With potentially millions of devices on a network, there's no way a single node could keep track of them all without running out of resources. Instead it keeps a record (a routing table) containing information about a small number of other nodes and lets the magical uniqueness of XOR distances do the rest.
Each node is a unique distance from every XOR address in the space, which means its routing table is also unique. The address space is enormous: 2^256 is more than the number of atoms in the universe. To make this space manageable it is broken into k-buckets. The furthest away bucket (in terms of XOR distance) contains half the network, the next furthest away represents a quarter of the network, the next furthest an eighth, and so on.
Autonomi is based on Kademlia. Each node's routing table contains information on up to 20 nodes in each k-bucket. This means it knows everything about the nodes in the address space close to it, but very little about space furthest away—but crucially it does know some nodes in that space, and those nodes, of course, know everything about other nodes close to them and can pass messages on. The bigger the Network becomes, the more secure it will get because an individual node will have influence over a decreasing range of addresses.
Every piece of data has a unique address; in the jargon it is ‘content-addressable’—its content defines where it is stored. When a node wants to retrieve a piece of data, it checks its address, then asks the node closest to that address whether it's holding the data.

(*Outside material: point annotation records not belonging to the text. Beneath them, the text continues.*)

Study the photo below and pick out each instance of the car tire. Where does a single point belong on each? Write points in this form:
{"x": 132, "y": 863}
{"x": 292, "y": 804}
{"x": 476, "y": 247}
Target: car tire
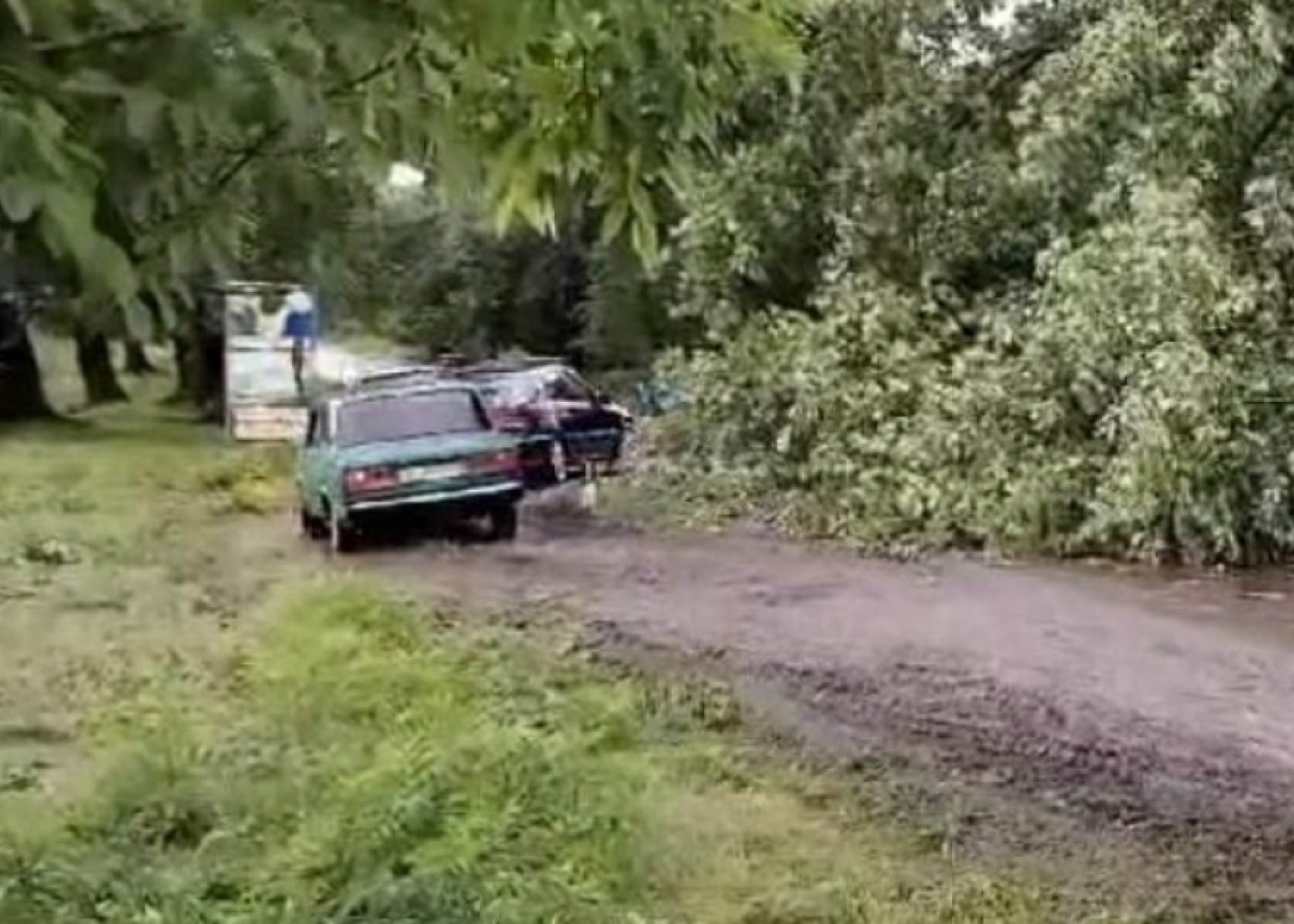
{"x": 342, "y": 536}
{"x": 311, "y": 526}
{"x": 504, "y": 522}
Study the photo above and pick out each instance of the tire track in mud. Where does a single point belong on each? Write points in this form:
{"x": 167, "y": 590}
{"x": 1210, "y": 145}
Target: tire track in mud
{"x": 1160, "y": 712}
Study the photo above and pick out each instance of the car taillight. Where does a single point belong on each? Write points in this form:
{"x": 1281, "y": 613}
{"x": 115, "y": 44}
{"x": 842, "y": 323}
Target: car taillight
{"x": 500, "y": 462}
{"x": 360, "y": 480}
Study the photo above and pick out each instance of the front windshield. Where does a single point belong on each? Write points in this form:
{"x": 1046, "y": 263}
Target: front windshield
{"x": 404, "y": 417}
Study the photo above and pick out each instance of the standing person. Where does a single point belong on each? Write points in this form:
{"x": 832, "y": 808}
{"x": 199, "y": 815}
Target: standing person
{"x": 299, "y": 326}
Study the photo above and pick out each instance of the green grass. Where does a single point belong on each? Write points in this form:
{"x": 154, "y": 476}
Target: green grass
{"x": 366, "y": 760}
{"x": 200, "y": 723}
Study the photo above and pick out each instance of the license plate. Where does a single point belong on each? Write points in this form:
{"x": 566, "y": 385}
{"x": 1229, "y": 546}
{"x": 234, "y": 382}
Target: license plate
{"x": 430, "y": 472}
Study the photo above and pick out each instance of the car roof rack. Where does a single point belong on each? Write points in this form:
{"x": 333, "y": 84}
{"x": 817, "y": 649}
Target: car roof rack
{"x": 514, "y": 365}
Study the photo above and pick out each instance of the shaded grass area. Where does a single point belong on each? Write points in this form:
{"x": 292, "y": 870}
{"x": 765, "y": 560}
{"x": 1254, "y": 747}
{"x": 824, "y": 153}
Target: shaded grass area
{"x": 197, "y": 726}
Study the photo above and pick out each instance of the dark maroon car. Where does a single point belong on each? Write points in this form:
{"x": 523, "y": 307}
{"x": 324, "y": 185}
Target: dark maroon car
{"x": 565, "y": 423}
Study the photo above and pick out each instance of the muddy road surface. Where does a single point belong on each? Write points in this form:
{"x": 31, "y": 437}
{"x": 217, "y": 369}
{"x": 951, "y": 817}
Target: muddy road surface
{"x": 1160, "y": 708}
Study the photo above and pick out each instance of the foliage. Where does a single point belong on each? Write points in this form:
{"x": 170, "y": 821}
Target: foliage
{"x": 426, "y": 274}
{"x": 135, "y": 132}
{"x": 1044, "y": 307}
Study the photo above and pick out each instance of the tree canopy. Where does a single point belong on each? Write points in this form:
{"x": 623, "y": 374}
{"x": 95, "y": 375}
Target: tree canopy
{"x": 133, "y": 132}
{"x": 1019, "y": 283}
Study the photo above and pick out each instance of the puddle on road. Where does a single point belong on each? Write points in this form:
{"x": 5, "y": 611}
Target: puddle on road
{"x": 1259, "y": 603}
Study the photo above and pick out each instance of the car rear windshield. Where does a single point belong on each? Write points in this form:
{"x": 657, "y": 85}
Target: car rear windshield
{"x": 405, "y": 417}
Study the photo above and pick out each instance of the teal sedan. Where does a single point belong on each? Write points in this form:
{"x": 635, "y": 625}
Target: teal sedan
{"x": 420, "y": 452}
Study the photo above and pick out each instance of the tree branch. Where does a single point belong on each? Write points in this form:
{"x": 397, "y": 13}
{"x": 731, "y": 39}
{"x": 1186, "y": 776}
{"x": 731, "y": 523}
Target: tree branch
{"x": 268, "y": 138}
{"x": 86, "y": 43}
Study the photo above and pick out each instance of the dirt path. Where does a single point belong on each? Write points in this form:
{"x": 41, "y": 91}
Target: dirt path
{"x": 1164, "y": 707}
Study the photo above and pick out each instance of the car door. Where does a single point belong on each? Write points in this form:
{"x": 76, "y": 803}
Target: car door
{"x": 307, "y": 491}
{"x": 314, "y": 459}
{"x": 591, "y": 432}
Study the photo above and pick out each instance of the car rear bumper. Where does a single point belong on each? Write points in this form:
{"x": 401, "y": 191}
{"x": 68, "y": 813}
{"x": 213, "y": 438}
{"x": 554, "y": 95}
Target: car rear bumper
{"x": 465, "y": 500}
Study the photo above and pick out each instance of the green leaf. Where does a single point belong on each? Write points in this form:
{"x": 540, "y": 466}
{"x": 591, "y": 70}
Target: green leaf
{"x": 19, "y": 197}
{"x": 21, "y": 15}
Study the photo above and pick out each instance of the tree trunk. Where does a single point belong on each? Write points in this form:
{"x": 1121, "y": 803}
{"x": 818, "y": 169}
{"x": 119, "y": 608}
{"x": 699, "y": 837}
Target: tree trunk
{"x": 94, "y": 361}
{"x": 22, "y": 396}
{"x": 185, "y": 373}
{"x": 138, "y": 359}
{"x": 210, "y": 381}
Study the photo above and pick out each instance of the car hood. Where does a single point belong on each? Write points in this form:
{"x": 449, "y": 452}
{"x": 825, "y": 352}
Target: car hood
{"x": 426, "y": 449}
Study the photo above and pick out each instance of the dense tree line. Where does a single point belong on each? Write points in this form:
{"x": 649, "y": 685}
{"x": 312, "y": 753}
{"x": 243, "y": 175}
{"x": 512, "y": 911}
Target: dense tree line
{"x": 1011, "y": 274}
{"x": 1019, "y": 281}
{"x": 149, "y": 148}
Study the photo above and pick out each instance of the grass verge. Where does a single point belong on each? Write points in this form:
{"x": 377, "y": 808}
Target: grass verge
{"x": 364, "y": 760}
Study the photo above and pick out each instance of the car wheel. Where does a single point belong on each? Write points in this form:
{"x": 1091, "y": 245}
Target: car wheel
{"x": 311, "y": 526}
{"x": 504, "y": 523}
{"x": 343, "y": 537}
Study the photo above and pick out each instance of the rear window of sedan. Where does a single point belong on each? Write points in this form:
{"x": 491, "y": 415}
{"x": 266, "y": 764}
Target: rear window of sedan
{"x": 409, "y": 416}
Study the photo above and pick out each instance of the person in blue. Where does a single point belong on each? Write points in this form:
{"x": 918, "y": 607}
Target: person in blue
{"x": 300, "y": 328}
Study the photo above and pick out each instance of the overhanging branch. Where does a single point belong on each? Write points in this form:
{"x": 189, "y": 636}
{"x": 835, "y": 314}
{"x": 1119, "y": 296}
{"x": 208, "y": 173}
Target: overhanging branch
{"x": 84, "y": 43}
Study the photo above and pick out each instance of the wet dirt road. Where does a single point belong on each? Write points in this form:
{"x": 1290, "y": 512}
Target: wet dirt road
{"x": 1158, "y": 706}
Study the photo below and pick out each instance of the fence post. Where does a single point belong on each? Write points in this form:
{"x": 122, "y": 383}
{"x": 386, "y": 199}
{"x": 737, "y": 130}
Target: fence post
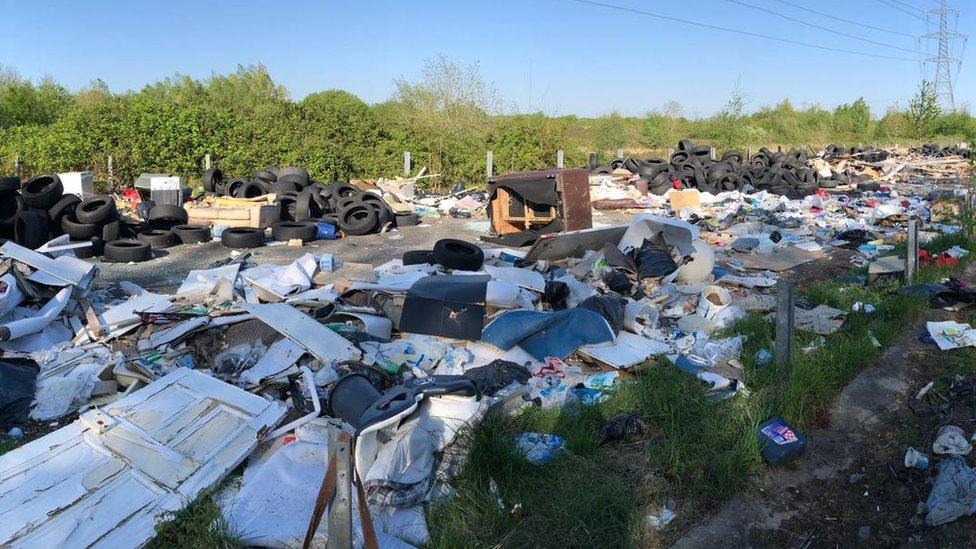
{"x": 340, "y": 512}
{"x": 783, "y": 348}
{"x": 911, "y": 253}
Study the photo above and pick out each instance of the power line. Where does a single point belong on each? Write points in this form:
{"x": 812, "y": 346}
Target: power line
{"x": 826, "y": 29}
{"x": 907, "y": 5}
{"x": 841, "y": 19}
{"x": 943, "y": 61}
{"x": 737, "y": 31}
{"x": 901, "y": 9}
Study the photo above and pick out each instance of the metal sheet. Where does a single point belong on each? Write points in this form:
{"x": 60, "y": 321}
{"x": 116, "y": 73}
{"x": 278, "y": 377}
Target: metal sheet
{"x": 322, "y": 342}
{"x": 107, "y": 478}
{"x": 553, "y": 247}
{"x": 448, "y": 306}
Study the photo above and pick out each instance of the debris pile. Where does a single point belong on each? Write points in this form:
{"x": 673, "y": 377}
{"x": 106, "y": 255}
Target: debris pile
{"x": 276, "y": 371}
{"x": 692, "y": 167}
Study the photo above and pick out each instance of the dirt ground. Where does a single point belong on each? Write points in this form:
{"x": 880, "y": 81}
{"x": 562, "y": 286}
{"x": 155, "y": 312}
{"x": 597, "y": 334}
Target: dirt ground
{"x": 851, "y": 488}
{"x": 170, "y": 266}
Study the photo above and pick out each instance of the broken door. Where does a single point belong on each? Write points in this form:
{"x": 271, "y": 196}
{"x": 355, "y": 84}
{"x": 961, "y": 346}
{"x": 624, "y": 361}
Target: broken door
{"x": 106, "y": 479}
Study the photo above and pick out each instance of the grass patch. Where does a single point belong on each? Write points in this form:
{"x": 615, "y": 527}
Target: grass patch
{"x": 574, "y": 500}
{"x": 701, "y": 452}
{"x": 199, "y": 524}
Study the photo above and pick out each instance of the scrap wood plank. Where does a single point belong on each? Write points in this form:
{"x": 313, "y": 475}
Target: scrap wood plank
{"x": 107, "y": 478}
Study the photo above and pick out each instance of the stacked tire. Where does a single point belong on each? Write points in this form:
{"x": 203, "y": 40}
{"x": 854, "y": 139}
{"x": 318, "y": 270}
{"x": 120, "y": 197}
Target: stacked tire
{"x": 692, "y": 167}
{"x": 94, "y": 219}
{"x": 302, "y": 200}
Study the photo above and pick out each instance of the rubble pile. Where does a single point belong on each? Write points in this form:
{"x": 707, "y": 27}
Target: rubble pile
{"x": 263, "y": 372}
{"x": 692, "y": 167}
{"x": 259, "y": 364}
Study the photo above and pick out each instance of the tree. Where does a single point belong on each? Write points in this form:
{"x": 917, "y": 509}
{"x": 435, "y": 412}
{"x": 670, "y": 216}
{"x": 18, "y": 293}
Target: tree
{"x": 852, "y": 119}
{"x": 923, "y": 111}
{"x": 445, "y": 117}
{"x": 610, "y": 132}
{"x": 730, "y": 125}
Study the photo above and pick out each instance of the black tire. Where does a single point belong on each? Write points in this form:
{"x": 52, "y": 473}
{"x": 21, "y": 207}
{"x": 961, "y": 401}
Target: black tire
{"x": 418, "y": 257}
{"x": 382, "y": 208}
{"x": 31, "y": 229}
{"x": 234, "y": 186}
{"x": 288, "y": 230}
{"x": 111, "y": 231}
{"x": 252, "y": 189}
{"x": 10, "y": 204}
{"x": 407, "y": 220}
{"x": 286, "y": 203}
{"x": 95, "y": 210}
{"x": 358, "y": 218}
{"x": 96, "y": 249}
{"x": 303, "y": 206}
{"x": 342, "y": 190}
{"x": 220, "y": 188}
{"x": 158, "y": 239}
{"x": 124, "y": 251}
{"x": 344, "y": 202}
{"x": 458, "y": 254}
{"x": 9, "y": 184}
{"x": 77, "y": 230}
{"x": 283, "y": 185}
{"x": 63, "y": 207}
{"x": 242, "y": 237}
{"x": 191, "y": 234}
{"x": 266, "y": 176}
{"x": 43, "y": 191}
{"x": 166, "y": 216}
{"x": 291, "y": 173}
{"x": 210, "y": 179}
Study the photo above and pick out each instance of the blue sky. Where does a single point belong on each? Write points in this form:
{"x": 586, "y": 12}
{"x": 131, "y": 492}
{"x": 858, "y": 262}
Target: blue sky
{"x": 583, "y": 59}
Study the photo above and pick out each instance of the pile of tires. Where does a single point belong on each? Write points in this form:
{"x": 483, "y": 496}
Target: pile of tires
{"x": 692, "y": 167}
{"x": 933, "y": 150}
{"x": 37, "y": 210}
{"x": 867, "y": 154}
{"x": 269, "y": 180}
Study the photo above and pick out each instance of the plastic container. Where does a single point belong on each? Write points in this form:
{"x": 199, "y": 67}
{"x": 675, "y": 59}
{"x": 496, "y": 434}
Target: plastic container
{"x": 780, "y": 444}
{"x": 916, "y": 460}
{"x": 325, "y": 231}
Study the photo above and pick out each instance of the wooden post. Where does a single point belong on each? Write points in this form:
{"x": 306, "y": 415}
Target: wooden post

That node in turn checks the address and sees whether it knows a node that's closer. If it does, it passes the message on to that node, and so on, until it reaches the node that's actually holding the data. The same messaging process happens when saving data too. It is very fast and efficient, with the enormous address space being traversable in just a few hops.
In the Autonomi Network, a node's closest neighbours (again, in XOR terms) are called its ‘close group’. Data stored at a node is automatically replicated to the nodes in its close group for redundancy. As nodes leave and others join (a process known as churn) the node's close group will change. The size of the close group is defined by a tuneable parameter, currently it is set at 5.
So, nodes must constantly update their routing tables. They do this by observing which nodes are alive, dead and newly arrived during the course of their day-to-day operations.